Hilda Sheehan is the new Featured Writer which I am very excited about as Hilda’s poems give me the shivers. If you don’t know her work read these poems and you will fall for them, too. She organises amazing events (Swindon Poetry Festival for one), runs poetry workshops all over the place, works as a college tutor and runs music groups for small children and is incredibly generous with her time. Not only her poetry but also her whole self is an inspiration. I am not exagerating.
“I think your book should definitely be issued free by the government,” said Rosalie Challis. Another reviewer wrote: “I ate your book from cover to cover and didn’t need cooking or even a sprinkle of salt. It was like three square meals by Heston Blumenthal -sublime wing-smoked bacon ice-cream in twelve textures, deep-blood forest-gateaux, larks-tongue parfait – and he did all the dishes afterwards.” Cristina Navazo-Eguia Newton (Cry Wolf, Templar 2012) William Bedford also wrote a review that appeared in Acumen 77 and that can be read here.
You can read more about her performances and her poetry here I do hope we will get to hear her in Devon soon… hint, hint to someone out there!

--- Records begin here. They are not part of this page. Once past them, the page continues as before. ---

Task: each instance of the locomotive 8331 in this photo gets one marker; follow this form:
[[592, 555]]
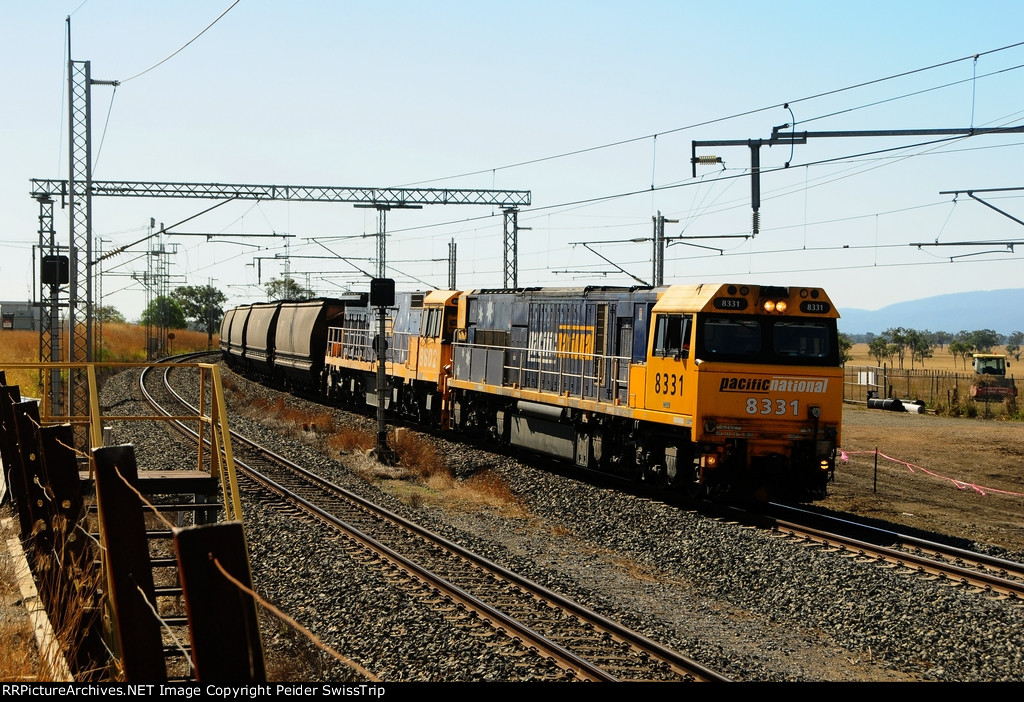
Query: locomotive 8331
[[717, 389]]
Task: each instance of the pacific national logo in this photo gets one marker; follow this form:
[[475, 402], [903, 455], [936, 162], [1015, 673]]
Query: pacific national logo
[[775, 384]]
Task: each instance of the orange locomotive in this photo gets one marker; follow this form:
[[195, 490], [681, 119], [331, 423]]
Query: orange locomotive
[[716, 389]]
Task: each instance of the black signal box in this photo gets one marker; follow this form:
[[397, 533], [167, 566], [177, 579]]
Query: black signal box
[[381, 293], [55, 270]]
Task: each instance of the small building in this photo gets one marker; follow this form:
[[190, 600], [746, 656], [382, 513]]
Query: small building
[[18, 315]]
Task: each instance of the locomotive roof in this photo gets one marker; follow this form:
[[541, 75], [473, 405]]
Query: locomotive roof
[[699, 297]]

It was she who invited me to read at Blue Gate Poets in Swindon and to spend some time at the Richard Jefferies’ Museum. I am still feeling gob-smacked that I struck so incredibly lucky as various things seemed to synchronise beautifully. She too is a fan of Richard Jefferies and she fixed the whole thing up for me like a gift.
Richard Jefferies didn’t seem spend much time in the house with the blue gate that is now his museum but he never stopped writing about the place and the rollicking downs (like whales) all around there. His prose seems to me like a series of prose poems connected with a bit of ordinary prose. This short extract shows his acute observation of country people and their ways: Along the (newly ploughed) furrow as it were, the moisture on which reflects the light. If you watch the farmers driving to market, you will see that they glance up the furrows to note the workmanship and look for game; you may tell from a distance if they espy a hare by the check of the rein and the extended hand pointing.
I had read some writings by Richard Jefferies’ around the time I started writing What the horses heard and it was his connection with the natural world that intersected with the story that was germinating with little green leaves in my mind at the time. His account about an old horse left out in the snow one night really struck me hard and I knew then I had to write about horses….oh, and hares. And a crow flew into my book and later I discovered that of course RJ had great things to note about corvids. He knew the countryside was changing and I wanted to write about this too and the biggest change that was not long in coming to the world at that time (but he died young well before that and obviously wouldn’t have known) was war so that blasted itself into Horses, too…. anyway, this is a digression… but it explains why it was so special to me to go to the house with the blue gate where magical events organised by the wizardess, Hilda, take place.
Oh, and Cultured Llama poets, Rose Cook and Richard Thomas, are featuring at Uncut Poets in Exeter on Thursday night…. more about recent poetic events in Devon another time! These llamas certainly contribute to our culture.